Televizyon gibi insanların yararı için icat edilmiş birçok iletişim aracı, doğru kullanıldığında faydalı olabilir. Ancak, insanların büyük bir çoğunluğu hayatlarını verimli kullanmak için gerekli düzeni sağlayamadıkları için genellikle zararını görüyorlar.

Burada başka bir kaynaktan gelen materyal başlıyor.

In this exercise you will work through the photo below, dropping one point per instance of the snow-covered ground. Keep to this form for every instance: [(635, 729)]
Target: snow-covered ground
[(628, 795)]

Sadece şu şekilde bile düşünürsek, sıradan bir ilkokul öğrencisi bile televizyon başında geçirdiği vakti ders çalışarak harcasa, hayatı boyunca belki sınıf birincisi olur. Bu yüzden anne ve babaların öncelikle kendileri hayatlarına çeki düzen verip, sonra çocuklarına zamanlarını doğru kullanma alışkanlığı kazandırmaları gerekmektedir. Örneğin, anne ve baba kumanda ellerinde o kanaldan bu kanala atlarken, çocuğuna 'Sen git kitap oku.' derse, derste başarılı olabilir mi? Çocuğuna kitap okuma alışkanlığı kazandırabilir mi? Tabii ki hayır! Çocuklar büyüklerin söylediklerini değil, yaptıklarını yaparlar. Bu durumda, çocukların iletişim araçlarını doğru bir şekilde kullanmalarını sağlayabilmek için en büyük sorumluluk anne ve babalara düşmektedir.